Santé environnementale : une politique publique à réformer
Le Haut-Commissariat à la stratégie et au plan a analysé la politique française en matière de santé environnementale et met en lumière ses réussites, ses failles et ses incohérences, appelant à une réforme tous azimuts.
Risques | 30.10.2025 https://www.actu-environnement.com/ae/news/rapport-haut-commissariat-strategie-politique-sante-environnementale-47016.php4

© shockyLe rapport du haut-commissariat aborde les questions des PFAS, des pesticides, des particules fines dans l’air et du bruit.
Selon l’OMS, en France, les facteurs environnementaux causeraient autant de décès que le tabac, soit 75 000 morts par an.

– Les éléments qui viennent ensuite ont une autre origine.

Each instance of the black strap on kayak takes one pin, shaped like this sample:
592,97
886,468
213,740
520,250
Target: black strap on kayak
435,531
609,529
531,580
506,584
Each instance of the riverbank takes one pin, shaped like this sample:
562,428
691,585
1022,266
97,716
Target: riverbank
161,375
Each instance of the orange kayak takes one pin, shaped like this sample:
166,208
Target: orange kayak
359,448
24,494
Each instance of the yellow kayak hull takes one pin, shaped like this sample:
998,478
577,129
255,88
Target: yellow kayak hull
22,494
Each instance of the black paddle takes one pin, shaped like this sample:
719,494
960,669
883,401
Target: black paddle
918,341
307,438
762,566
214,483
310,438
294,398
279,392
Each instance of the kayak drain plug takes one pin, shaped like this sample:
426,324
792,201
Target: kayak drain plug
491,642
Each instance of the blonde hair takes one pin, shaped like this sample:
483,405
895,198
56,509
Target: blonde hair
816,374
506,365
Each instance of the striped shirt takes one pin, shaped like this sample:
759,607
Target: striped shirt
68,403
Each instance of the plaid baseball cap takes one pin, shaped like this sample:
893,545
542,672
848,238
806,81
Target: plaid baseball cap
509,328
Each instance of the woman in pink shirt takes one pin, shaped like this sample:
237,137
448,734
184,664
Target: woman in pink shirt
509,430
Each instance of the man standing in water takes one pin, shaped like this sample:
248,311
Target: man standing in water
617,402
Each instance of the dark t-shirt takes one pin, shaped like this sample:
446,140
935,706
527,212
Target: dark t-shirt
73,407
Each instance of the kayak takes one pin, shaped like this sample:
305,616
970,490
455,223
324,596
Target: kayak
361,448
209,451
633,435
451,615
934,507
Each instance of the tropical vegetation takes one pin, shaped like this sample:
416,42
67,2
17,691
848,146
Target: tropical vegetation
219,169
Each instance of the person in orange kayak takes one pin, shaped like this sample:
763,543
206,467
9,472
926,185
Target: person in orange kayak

Un chiffre inquiétant remis en lumière par le Haut-Commissariat à la stratégie et au plan (HCSP, ex-France Stratégie), qui vient de livrer une « étude de politique publique la plus complète et la plus à jour », selon le haut-commissaire, Clément Beaune. Sur quel sujet ? La santé environnementale (1) . Et pour la première fois, ce type d’étude a été réalisé à la demande de l’Assemblée nationale, via le comité d’évaluation et de contrôle des politiques publiques (CEC).
Ce travail conséquent, livré en cinq tomes, s’est appuyé sur des facteurs environnementaux qui diffèrent par leur nature, leur impact et les outils de politique publique afférents : les PFAS (2) ; les pesticides (3) ; les particules fines dans l’air (4) ; et le bruit (5) . De cette étude, le HCSP formule de nombreuses propositions, mais surtout de grands principes qui devraient dicter une réforme de cette politique publique.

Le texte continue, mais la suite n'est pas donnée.